The results also conclude that more copper was used to plate the larger leaves (see the Percent
Yield and Theoretical Yield graph above), however those leaves had patches where the
electroplating did not work (see above pictures of electroplated leaves). Either there were
fingerprints on the leaf, thus breaking the electrical circut (however, this does not seem to be the
case), or perhaps because there was a lot of surface area on the leaf to plate, therefore the
electrical current was not as efficient in reaching all areas of the leaf in the time period given to
plate. Perhaps further testing would include varying the time and shape/size, therefore adding an
additional variable to test in the experiment.

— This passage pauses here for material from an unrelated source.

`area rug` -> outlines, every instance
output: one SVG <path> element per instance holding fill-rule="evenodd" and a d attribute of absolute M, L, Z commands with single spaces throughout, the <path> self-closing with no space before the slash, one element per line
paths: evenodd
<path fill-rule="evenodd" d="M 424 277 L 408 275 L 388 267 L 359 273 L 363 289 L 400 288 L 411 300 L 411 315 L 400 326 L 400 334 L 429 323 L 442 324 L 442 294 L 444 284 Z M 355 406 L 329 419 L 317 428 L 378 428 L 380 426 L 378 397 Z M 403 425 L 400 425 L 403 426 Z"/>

Because our leaves were slightly on the dull side after electroplating (with the exception of our
first test-run leaf that was used to test the equipment before the experiment actually started), we
decided to test a theory once the official experiment was over. We decided to add 5mL of UBAC
number 1 Brightener to the sulfuric acid solution. Our test leaf, which we plated before the
experiment began, was very bright and shiny. However, I hypothesized that we used up most of
the remaining brightner in the sulfuric acid with that leaf, therefore the rest of the leaves were
dull. When the experiment was over, we added the 5 mL of UBAC number 1 Brightener and
plated an Oak leaf for one hour and thirty minutes, our control time for the experiment. The leaf
plated brilliantly, showing every vein in the leaf.
Perhaps the idea for a further test would be to challenge the efficiency of different amounts of
brightner in the sulfuric acid. Indeed, our sulfuric acid was made the year before us; we did not
make it ourselves as a part of our experiment. If I were to change the experiment at all, I would
make (time permitting) mixing the sulfuric acid solution a requirement.